Chu RS, Targoni OS, Krieg AM, Lehmann PV, Harding CV - J. Exp. Med. (1997)

Bottom Line: Since these cytokines can induce T helper 1 (Th1) differentiation, we examined the effects of coadministered CpG ODN on the differentiation of Th responses to hen egg lysozyme (HEL).IFA-HEL plus CpG ODN also induced anti-HEL IgG2a (a Th1-associated isotype), which was not induced by IFA-HEL alone.Control non-CpG ODN did not induce IFN-gamma or IgG2a, excepting lesser increases in B10.D2 (Th1-biased) mice.

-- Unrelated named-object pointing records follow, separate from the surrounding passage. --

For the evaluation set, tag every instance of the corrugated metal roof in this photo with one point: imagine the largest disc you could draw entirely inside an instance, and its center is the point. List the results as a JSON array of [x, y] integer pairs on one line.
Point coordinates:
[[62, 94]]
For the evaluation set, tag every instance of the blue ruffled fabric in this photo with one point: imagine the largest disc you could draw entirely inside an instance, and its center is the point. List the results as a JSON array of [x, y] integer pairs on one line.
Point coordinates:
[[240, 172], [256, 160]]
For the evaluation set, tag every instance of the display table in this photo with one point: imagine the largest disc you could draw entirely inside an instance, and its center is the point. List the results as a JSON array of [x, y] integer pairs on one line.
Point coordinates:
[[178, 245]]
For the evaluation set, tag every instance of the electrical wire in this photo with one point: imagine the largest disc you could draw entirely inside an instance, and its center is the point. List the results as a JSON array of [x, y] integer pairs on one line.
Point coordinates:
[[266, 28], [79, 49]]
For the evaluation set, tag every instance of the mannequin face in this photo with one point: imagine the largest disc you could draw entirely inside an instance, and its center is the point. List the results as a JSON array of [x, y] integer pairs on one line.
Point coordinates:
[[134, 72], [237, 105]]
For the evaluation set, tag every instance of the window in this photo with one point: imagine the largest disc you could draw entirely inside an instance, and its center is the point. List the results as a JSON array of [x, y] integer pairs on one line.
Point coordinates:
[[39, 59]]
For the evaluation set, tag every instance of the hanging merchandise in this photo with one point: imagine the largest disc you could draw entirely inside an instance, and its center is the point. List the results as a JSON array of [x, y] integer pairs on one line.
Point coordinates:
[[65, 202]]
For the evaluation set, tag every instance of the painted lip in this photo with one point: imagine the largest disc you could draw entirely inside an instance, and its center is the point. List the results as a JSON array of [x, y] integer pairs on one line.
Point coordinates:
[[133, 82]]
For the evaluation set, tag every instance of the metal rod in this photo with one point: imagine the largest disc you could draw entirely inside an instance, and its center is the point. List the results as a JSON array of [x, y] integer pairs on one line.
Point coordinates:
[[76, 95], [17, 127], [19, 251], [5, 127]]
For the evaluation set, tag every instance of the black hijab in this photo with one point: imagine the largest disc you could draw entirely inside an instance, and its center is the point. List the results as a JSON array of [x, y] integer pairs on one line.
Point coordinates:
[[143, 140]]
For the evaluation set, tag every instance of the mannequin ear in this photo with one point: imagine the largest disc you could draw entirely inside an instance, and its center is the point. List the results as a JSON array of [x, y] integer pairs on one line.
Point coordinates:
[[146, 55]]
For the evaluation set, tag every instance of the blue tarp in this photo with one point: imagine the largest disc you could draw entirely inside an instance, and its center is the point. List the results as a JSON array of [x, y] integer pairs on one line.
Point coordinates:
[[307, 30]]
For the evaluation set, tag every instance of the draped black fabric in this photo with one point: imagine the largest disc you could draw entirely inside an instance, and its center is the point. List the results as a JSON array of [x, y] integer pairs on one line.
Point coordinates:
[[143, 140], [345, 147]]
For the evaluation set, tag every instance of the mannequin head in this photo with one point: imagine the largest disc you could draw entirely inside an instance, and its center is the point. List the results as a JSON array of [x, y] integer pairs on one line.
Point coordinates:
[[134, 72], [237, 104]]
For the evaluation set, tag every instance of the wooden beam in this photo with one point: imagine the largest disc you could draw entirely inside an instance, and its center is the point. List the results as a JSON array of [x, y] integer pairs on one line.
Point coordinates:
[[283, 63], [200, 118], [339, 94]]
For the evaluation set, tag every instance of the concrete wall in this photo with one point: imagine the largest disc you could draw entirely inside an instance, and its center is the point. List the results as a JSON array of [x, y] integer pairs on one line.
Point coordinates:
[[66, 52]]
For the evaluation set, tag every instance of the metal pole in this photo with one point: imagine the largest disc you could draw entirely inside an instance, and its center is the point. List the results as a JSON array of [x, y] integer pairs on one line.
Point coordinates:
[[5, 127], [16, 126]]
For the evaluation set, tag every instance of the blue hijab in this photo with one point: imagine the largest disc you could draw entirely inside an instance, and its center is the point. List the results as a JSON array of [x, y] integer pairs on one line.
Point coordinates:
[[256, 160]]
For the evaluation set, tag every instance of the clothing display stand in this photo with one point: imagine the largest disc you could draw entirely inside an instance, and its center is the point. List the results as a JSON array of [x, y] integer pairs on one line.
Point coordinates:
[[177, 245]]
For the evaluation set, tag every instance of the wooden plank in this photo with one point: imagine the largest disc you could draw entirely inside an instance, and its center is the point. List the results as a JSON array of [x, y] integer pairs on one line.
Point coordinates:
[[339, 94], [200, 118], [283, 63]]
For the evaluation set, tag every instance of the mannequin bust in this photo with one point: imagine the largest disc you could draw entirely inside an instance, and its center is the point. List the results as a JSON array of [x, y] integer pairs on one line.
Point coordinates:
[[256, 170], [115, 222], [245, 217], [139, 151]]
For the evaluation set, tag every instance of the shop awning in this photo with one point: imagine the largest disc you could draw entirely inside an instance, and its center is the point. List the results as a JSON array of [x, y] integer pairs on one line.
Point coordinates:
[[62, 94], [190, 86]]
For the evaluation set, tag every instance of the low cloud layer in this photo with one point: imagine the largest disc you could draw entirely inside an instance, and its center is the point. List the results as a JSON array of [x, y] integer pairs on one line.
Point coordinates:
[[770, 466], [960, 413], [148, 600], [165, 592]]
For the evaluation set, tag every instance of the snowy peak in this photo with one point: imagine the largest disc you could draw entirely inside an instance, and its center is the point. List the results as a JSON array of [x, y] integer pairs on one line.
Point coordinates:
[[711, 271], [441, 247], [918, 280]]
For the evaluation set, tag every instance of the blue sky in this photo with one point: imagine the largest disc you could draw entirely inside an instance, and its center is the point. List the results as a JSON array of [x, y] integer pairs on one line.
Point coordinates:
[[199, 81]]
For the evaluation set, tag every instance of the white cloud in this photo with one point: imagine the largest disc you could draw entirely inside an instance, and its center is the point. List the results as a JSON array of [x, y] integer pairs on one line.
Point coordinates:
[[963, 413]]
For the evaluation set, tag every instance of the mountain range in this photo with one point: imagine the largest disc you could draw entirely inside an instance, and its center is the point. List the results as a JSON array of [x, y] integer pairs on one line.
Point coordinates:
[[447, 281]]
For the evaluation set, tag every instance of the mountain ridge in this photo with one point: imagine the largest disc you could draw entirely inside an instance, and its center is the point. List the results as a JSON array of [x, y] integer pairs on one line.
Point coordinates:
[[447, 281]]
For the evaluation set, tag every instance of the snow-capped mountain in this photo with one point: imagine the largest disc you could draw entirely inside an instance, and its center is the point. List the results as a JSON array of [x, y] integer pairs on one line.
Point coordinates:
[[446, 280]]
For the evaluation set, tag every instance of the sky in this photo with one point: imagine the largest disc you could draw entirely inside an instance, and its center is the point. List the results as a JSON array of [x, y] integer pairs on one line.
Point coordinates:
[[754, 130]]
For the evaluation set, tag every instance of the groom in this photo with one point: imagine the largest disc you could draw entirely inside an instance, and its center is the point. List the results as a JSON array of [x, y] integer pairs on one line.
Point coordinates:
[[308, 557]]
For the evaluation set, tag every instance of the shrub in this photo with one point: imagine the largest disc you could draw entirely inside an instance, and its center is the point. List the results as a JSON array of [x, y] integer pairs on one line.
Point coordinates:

View Article: PubMed Central - PubMed

Affiliation: Institute of Pathology, Case Western Reserve University, Cleveland, Ohio 44106, USA.

ABSTRACT
Synthetic oligodeoxynucleotides (ODN) that contain unmethylated CpG motifs (CpG ODN) induce macrophages to secrete IL-12, which induces interferon (IFN)-gamma secretion by natural killer (NK) cells. Since these cytokines can induce T helper 1 (Th1) differentiation, we examined the effects of coadministered CpG ODN on the differentiation of Th responses to hen egg lysozyme (HEL). In both BALB/c (Th2-biased) and B10.D2 (Th1-biased) mice, immunization with HEL in incomplete Freund's adjuvant (IFA) resulted in Th2-dominated immune responses characterized by HEL-specific secretion of IL-5 but not IFN-gamma. In contrast, immunization with IFA-HEL plus CpG ODN switched the immune response to a Th1-dominated cytokine pattern, with high levels of HEL-specific IFN-gamma secretion and decreased HEL-specific IL-5 production. IFA-HEL plus CpG ODN also induced anti-HEL IgG2a (a Th1-associated isotype), which was not induced by IFA-HEL alone. Control non-CpG ODN did not induce IFN-gamma or IgG2a, excepting lesser increases in B10.D2 (Th1-biased) mice. Thus, CpG ODN provide a signal to switch on Th1-dominated responses to coadministered antigen and are potential adjuvants for human vaccines to elicit protective Th1 immunity.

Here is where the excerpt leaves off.